The authors evaluate the efficacy of SDFT using the Llama-2-chat model across several benchmarks including mathematical reasoning, code generation, and general task alignment tasks. Notably, when fine-tuned using SDFT, the model consistently outperforms traditionally fine-tuned models in retaining prior learned capabilities while achieving improved or comparable task-specific performance. For instance, in coding tasks evaluated on the HumanEval benchmark, SDFT not only retained prior model performance levels (pass@1 moved from 13.4 to 15.2) but also improved them beyond the baseline (27% performance loss was mitigated).

Safety and Helpfulness Alignment:

The empirical evaluations reveal that SDFT holds potential for preserving safety and helpfulness alignments in LLMs. Standard fine-tuning often degrades these metrics, posing safety risks. SDFT effectively mitigates degradation (e.g., safety alignment saw less than a 1% drop compared to up to 20% with vanilla fine-tuning).

Theoretical Implications and Future Research

From a theoretical standpoint, SDFT suggests a promising trajectory in model fine-tuning paradigms that prioritize the preservation of generalized language capabilities. It provides a methodological foundation upon which future improvements can be constructed, particularly pertaining to efficiency and scope in real-world applications.
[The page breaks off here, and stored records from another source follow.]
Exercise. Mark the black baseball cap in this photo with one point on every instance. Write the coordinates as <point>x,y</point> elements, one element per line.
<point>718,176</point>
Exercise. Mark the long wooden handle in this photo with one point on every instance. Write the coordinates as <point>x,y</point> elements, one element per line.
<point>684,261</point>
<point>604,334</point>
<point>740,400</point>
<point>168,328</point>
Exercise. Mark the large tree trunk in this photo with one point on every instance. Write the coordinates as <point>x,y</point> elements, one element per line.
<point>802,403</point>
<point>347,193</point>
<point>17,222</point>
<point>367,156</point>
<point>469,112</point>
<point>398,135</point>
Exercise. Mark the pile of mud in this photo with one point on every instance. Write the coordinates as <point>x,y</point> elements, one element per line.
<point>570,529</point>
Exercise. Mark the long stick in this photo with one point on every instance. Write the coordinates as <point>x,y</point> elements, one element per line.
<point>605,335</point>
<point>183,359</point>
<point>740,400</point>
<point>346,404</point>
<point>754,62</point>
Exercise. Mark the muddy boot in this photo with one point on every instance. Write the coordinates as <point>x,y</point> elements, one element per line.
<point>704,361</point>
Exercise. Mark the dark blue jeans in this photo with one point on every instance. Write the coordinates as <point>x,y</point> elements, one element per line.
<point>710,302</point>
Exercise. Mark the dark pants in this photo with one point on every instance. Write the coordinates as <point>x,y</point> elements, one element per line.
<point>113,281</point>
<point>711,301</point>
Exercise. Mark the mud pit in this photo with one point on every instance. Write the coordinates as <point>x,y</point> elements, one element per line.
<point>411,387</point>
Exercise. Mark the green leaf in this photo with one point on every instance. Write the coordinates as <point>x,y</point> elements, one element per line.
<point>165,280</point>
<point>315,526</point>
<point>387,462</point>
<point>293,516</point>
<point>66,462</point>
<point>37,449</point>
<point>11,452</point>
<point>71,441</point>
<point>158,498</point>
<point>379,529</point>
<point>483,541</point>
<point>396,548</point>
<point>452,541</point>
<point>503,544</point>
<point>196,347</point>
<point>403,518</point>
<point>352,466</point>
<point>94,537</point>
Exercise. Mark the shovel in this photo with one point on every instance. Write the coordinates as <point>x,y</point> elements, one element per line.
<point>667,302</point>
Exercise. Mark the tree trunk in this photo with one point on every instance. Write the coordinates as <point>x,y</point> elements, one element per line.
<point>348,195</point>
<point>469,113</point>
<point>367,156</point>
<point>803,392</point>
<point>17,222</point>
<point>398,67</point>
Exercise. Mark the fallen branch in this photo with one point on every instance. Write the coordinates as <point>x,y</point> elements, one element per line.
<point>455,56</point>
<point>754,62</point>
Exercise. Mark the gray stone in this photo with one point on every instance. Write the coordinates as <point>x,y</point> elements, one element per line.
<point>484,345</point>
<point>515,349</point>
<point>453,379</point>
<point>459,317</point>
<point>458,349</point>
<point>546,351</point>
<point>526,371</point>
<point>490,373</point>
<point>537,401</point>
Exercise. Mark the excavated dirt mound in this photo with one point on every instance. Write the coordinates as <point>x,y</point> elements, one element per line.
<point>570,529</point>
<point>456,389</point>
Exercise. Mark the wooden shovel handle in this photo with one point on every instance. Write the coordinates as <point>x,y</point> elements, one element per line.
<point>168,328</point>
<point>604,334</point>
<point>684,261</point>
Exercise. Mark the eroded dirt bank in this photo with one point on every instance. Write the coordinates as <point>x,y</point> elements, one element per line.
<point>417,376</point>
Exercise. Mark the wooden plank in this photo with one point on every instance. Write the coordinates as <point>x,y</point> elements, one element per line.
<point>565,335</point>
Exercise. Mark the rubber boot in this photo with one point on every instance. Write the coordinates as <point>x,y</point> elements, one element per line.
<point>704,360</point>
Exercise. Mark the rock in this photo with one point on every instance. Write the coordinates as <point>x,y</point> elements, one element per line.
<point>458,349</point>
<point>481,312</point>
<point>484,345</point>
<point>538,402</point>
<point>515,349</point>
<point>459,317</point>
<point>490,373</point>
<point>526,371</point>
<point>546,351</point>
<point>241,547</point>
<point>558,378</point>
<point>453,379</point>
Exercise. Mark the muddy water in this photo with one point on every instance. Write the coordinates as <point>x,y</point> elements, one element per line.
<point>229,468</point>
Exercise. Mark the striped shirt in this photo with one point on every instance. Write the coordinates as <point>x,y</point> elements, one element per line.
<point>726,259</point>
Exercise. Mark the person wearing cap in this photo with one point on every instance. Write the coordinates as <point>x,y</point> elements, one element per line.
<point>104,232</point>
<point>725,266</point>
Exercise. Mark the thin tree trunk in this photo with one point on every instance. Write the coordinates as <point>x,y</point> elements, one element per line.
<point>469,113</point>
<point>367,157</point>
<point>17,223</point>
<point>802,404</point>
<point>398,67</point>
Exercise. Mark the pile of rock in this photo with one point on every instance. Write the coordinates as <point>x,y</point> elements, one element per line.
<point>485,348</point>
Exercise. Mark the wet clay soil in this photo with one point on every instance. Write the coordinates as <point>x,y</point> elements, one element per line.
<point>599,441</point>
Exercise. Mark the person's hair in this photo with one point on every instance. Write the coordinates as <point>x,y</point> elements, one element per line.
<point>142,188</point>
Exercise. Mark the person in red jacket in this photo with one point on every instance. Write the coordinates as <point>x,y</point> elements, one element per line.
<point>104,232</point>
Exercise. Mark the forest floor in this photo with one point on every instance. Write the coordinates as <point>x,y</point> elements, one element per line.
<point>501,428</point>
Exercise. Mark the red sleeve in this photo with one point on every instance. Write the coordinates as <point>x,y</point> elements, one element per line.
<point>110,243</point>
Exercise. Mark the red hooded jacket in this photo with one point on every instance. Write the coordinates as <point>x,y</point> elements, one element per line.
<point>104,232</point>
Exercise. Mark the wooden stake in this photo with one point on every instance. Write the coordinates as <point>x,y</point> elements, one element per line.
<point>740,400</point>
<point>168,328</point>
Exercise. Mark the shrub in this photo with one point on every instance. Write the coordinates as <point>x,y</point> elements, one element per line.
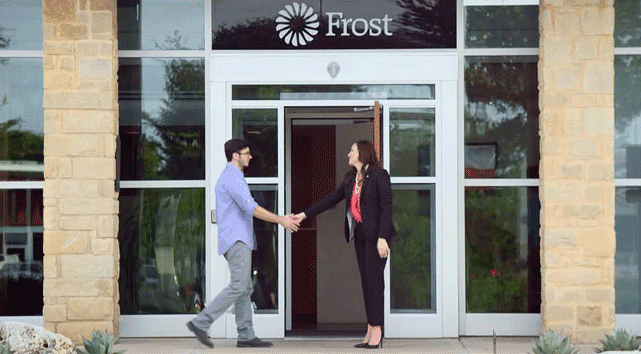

Impactful future developments could explore:

  • More advanced distillation techniques or blended methods that combine self-distillation with other continual learning approaches to further alleviate catastrophic forgetting.
  • Broader evaluations against a wider variety of LLM architectures and more diversified datasets to validate the generalizability of SDFT.
  • Exploration into more nuanced safety and task alignment conditions, ensuring the model’s robust real-time response across diverse unseen scenarios.

Conclusion

In summary, the paper significant advances the conversation on LLM fine-tuning by proposing SDFT. This method strategically minimizes distributional discrepancies that jeopardize LLMs' multifaceted abilities. As the landscape of AI grows increasingly sophisticated, approaches like SDFT will be pivotal in balancing task-specific acuity and versatile general functional competencies, ensuring finer control over model adaptation processes.